Moosa directed us later to the local weavers’ co-operative where, in a sweltering, corrugated hangar, sari-clad women sat for nine-hour shifts on thin wooden benches, making five metres of cotton for 120 rupees a day; and, afterwards, to a bidi factory, where women wearing gold “marriage” necklaces were hand-cutting leaves, filling them with tobacco before stitching them.
I was keen to catch a theyyam, the sacred Hindhu ritual in which the dancer transmogrifies into a god and invokes magical powers. It’s practised throughout the night in the furthest northern reaches of Kerala.
In Neeleshwar, the girls had emailed their father “Mum’s nuts, she’s making us get up at 4am to see spirits.”) We had arrived at a clearing in a small village to find that the god incarnation – wild-eyed and possessed, wearing a gigantic peacock-style headdress and contorting in a trance – was just finishing. This time we reached a private shrine, 10 minutes from Moosa’s at midnight, in time for firecrackers and frenzied drum playing. The theyyam, with calf-length hair, a painted face and fire torch in his hand, was dancing like a whirling dervish. Perhaps 90 people, mostly extended family, sat watching. “Beans and plantain for you,” said someone, handing us banana-leaf plates. “They’ve been blessed.” The theyyam stopped to drink coconut alcohol.
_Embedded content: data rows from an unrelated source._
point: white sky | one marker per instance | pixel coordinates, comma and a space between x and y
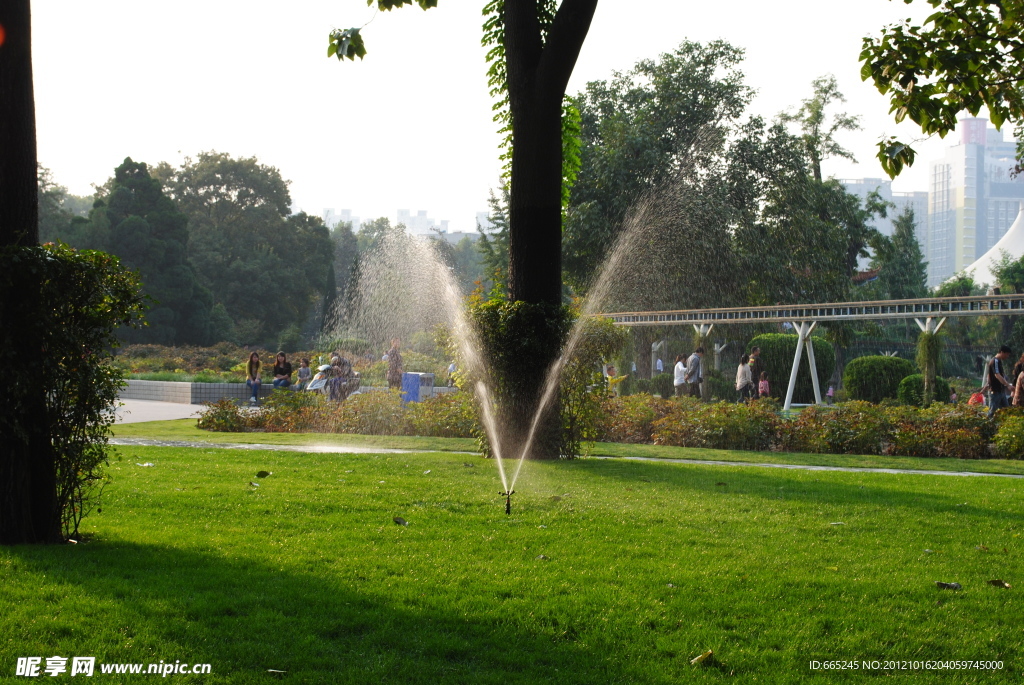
410, 126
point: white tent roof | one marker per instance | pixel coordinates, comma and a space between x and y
1012, 244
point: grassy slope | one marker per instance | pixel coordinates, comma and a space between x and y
649, 564
184, 429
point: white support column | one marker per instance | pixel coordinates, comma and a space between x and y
814, 367
804, 330
929, 325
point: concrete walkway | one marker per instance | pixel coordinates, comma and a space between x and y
137, 411
353, 450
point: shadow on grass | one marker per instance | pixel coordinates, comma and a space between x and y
151, 602
808, 486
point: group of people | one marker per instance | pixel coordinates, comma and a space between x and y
752, 380
1005, 389
282, 374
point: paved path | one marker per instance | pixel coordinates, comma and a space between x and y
323, 448
353, 450
137, 411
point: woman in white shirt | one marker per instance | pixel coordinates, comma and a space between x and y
744, 384
679, 381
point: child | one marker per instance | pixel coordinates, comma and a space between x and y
305, 374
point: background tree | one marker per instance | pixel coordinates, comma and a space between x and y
818, 126
534, 48
264, 265
966, 55
902, 270
641, 129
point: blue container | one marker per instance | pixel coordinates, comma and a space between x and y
417, 387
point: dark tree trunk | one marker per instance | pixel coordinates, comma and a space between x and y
28, 473
538, 75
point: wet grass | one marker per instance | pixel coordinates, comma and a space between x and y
184, 429
607, 571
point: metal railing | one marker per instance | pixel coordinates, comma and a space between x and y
974, 305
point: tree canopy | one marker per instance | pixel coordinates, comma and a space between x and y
968, 54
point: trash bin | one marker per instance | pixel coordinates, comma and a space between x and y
417, 387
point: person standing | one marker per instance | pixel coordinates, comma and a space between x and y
394, 366
282, 372
744, 384
252, 377
757, 366
997, 383
694, 374
679, 376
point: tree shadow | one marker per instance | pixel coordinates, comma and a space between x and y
776, 483
144, 603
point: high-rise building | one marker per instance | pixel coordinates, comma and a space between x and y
973, 199
420, 223
918, 201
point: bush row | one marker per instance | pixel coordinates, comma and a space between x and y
958, 431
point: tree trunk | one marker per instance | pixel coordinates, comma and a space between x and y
539, 70
28, 472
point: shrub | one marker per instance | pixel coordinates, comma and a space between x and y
777, 352
631, 419
851, 428
873, 378
55, 420
719, 425
911, 389
663, 384
1010, 437
223, 415
448, 415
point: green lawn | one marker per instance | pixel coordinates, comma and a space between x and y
184, 429
644, 566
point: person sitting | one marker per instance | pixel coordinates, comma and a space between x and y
282, 372
252, 377
305, 374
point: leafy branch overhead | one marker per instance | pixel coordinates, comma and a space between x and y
965, 56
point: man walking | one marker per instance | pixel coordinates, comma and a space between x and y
997, 383
694, 374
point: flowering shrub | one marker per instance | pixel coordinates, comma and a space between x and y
223, 415
719, 425
632, 419
450, 415
1010, 437
851, 428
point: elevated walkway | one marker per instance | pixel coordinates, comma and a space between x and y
929, 313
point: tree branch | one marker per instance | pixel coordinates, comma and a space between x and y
564, 42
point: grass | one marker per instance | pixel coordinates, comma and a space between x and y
644, 566
184, 429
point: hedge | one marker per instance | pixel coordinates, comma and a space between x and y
911, 389
875, 378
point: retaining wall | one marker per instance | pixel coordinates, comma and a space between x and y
197, 393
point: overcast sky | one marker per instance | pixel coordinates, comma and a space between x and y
410, 126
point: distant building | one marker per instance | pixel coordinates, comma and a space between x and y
918, 201
332, 218
420, 223
973, 200
483, 221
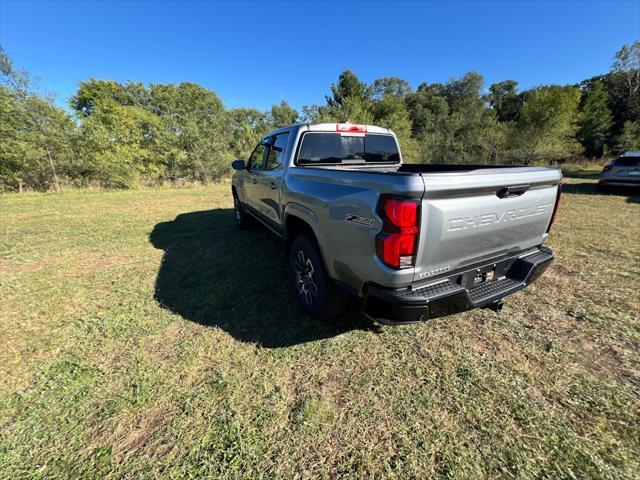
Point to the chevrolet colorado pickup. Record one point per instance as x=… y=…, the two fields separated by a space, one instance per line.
x=414 y=242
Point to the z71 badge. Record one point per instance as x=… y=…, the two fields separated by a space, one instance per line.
x=361 y=220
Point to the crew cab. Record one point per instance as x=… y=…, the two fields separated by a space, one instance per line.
x=412 y=241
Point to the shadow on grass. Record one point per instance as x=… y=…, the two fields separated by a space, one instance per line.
x=591 y=188
x=216 y=275
x=582 y=174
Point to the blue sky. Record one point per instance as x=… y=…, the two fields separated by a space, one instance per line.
x=257 y=53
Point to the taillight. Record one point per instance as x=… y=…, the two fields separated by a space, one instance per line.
x=397 y=244
x=555 y=207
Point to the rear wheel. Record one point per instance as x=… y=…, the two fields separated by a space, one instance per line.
x=319 y=296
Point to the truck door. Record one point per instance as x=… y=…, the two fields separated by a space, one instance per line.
x=252 y=180
x=271 y=178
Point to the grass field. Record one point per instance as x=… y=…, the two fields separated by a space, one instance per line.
x=141 y=334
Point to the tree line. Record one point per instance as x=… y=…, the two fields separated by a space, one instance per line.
x=120 y=135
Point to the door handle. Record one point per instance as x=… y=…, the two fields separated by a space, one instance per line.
x=513 y=191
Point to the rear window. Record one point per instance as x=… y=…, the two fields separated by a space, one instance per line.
x=322 y=148
x=627 y=162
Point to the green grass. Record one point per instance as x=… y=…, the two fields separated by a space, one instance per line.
x=141 y=334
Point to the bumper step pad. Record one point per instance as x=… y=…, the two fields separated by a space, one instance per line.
x=451 y=295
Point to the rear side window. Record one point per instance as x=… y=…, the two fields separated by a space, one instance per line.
x=627 y=162
x=331 y=148
x=276 y=152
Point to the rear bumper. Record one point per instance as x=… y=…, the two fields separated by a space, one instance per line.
x=458 y=291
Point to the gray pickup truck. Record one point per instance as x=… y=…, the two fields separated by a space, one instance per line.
x=414 y=242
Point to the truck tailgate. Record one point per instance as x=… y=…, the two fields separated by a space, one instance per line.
x=480 y=214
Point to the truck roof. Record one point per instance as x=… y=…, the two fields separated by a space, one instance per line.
x=331 y=127
x=634 y=153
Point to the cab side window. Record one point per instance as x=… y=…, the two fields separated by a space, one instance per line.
x=277 y=151
x=256 y=161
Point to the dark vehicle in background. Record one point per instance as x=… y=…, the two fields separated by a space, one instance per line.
x=623 y=172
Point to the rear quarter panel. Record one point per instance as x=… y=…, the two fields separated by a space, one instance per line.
x=347 y=247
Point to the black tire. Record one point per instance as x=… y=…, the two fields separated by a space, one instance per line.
x=319 y=296
x=242 y=218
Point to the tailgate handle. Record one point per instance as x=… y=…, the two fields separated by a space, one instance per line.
x=513 y=191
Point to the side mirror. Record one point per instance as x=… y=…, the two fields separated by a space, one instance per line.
x=238 y=165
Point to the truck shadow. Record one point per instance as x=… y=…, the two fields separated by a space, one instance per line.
x=216 y=275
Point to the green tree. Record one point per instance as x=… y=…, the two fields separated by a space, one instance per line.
x=505 y=100
x=547 y=125
x=282 y=115
x=92 y=93
x=596 y=119
x=629 y=138
x=248 y=126
x=350 y=100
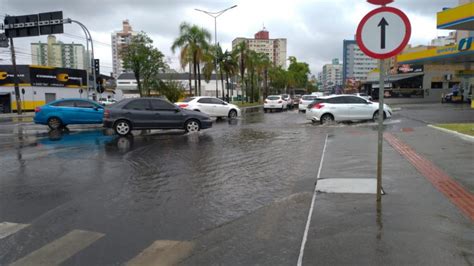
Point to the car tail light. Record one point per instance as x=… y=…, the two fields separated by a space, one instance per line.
x=318 y=106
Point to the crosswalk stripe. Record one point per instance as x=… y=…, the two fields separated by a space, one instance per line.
x=7 y=228
x=163 y=252
x=60 y=249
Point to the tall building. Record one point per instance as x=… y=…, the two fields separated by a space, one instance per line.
x=120 y=40
x=356 y=65
x=58 y=54
x=331 y=76
x=275 y=49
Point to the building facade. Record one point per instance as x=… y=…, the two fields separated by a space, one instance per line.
x=275 y=49
x=356 y=65
x=58 y=54
x=331 y=76
x=120 y=40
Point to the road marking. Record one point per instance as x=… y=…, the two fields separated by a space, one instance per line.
x=455 y=192
x=7 y=228
x=163 y=252
x=348 y=185
x=308 y=221
x=61 y=249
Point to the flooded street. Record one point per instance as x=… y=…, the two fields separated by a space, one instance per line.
x=153 y=185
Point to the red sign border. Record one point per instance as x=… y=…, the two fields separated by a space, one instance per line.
x=396 y=51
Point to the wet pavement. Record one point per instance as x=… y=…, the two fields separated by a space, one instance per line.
x=235 y=194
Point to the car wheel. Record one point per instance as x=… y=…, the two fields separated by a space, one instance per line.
x=232 y=114
x=376 y=116
x=54 y=123
x=327 y=119
x=122 y=127
x=192 y=126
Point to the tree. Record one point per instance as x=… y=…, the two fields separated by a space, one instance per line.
x=192 y=41
x=298 y=73
x=144 y=61
x=173 y=90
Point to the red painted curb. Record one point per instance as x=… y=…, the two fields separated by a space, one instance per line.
x=455 y=192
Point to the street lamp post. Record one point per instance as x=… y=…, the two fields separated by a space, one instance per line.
x=215 y=15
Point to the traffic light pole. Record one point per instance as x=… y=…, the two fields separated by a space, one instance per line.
x=15 y=79
x=91 y=60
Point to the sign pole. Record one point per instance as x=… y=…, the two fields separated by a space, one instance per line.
x=15 y=79
x=380 y=130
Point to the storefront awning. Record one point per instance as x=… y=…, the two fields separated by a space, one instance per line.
x=394 y=78
x=458 y=18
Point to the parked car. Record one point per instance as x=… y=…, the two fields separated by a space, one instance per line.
x=210 y=105
x=152 y=113
x=289 y=101
x=305 y=101
x=364 y=95
x=107 y=101
x=61 y=113
x=344 y=108
x=274 y=102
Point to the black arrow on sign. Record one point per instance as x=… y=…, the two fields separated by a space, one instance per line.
x=383 y=23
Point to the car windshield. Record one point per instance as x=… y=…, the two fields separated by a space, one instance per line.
x=273 y=98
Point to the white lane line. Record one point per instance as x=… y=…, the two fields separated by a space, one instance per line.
x=308 y=222
x=163 y=252
x=7 y=228
x=60 y=249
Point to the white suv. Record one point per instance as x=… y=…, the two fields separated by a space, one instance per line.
x=275 y=102
x=210 y=105
x=344 y=108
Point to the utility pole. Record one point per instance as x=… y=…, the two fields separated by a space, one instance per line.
x=215 y=15
x=15 y=79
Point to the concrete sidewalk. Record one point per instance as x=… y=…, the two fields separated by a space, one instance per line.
x=415 y=224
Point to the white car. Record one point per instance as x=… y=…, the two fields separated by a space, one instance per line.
x=364 y=95
x=305 y=101
x=275 y=102
x=210 y=105
x=107 y=101
x=344 y=108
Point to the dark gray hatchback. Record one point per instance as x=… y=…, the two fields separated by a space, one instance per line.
x=152 y=113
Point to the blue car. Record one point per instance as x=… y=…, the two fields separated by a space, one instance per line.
x=65 y=112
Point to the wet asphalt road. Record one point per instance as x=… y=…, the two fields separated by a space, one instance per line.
x=238 y=193
x=158 y=186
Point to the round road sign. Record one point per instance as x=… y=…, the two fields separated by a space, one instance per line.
x=384 y=32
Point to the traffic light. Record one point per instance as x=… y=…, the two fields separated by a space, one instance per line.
x=97 y=67
x=100 y=84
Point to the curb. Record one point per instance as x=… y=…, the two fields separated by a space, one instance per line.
x=452 y=132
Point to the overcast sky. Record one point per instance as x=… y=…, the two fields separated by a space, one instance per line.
x=314 y=29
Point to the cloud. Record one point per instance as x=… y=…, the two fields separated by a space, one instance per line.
x=314 y=29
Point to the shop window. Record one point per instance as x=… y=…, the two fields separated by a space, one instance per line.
x=436 y=85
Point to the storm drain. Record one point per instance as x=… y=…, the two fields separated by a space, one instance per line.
x=347 y=185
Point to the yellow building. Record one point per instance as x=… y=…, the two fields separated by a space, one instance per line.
x=450 y=64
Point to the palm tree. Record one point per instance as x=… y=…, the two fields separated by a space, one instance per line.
x=193 y=40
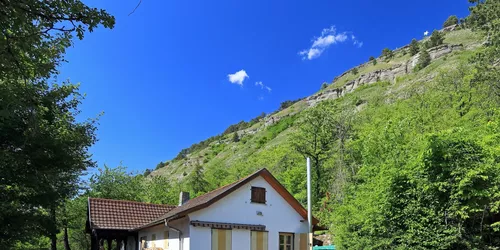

Next day we retreated to the cool of the hills and Tranquil homestay in Sultan’s Battery. As the car climbed to 2,800 feet, we wound past verdant rubber plantations. An elephant was being transported on a yellow open-topped truck, ears flapping in the wind. Our hosts, former planters Victor and Jini Dey, live in a renovated 30s planter’s bungalow with their four dogs and family, aged four to 84. Jini didn’t join us at the communal table for lunch. “She is fasting at the suggestion of our local poojari [head priest],” said Victor, who is Jesuit-educated and has 1940s BBC enunciation. “He says this will speed up construction works on our new homestay.”
They grow coffee and a few bananas, pepper, cardamom and beetle nut on this remote 400-acre estate, and it offers plantation walks: a spice odyssey through lush vegetation, past families of monkeys eating jackfruit. It’s at Tranquil that we sleep in the treehouse with its stylish, flattened bamboo walls and woven ceilings – along with television and air-conditioning. It was difficult to leave, but one day I climbed a zillion steps and rocks to see the local (disappointing) prehistoric rock carvings at the Edakkal Cave.
Staying at Tranquil was like being at a particularly interesting planters’ house party, with Victor treating us like close friends. Over yet another meal of excellent old family recipes, he enthused about the world’s best coffee. “It’s made from beans from monkey poo,” he explains. “The bean combines deliciously with their enzymes.” Their friend Sundar talked about his tea plantation: how global warming is scorching his plants, about different hybrids of tea and the need for drought-resistant ones. “Would you like to come for a tasting?” he asked. “We’re only three hours away.”
My daughters awarded the holiday 10 out of 10. Said the bright colours made them feel happy. Adored sleeping up a tree and being sprayed by an elephant. Loved being told they should eat with their fingers. Marvelled at the sight of entire (helmet-free) families riding one motorcycle and, nearby, monkeys playing. Delighted in synchronised massages, henna-painted hands, silver anklets, poppadoms and prawn curries. And, on the driving, there was no dissension between them, despite barely managing their short school run without a fight. Usually hard to please, they’re already begging to go back.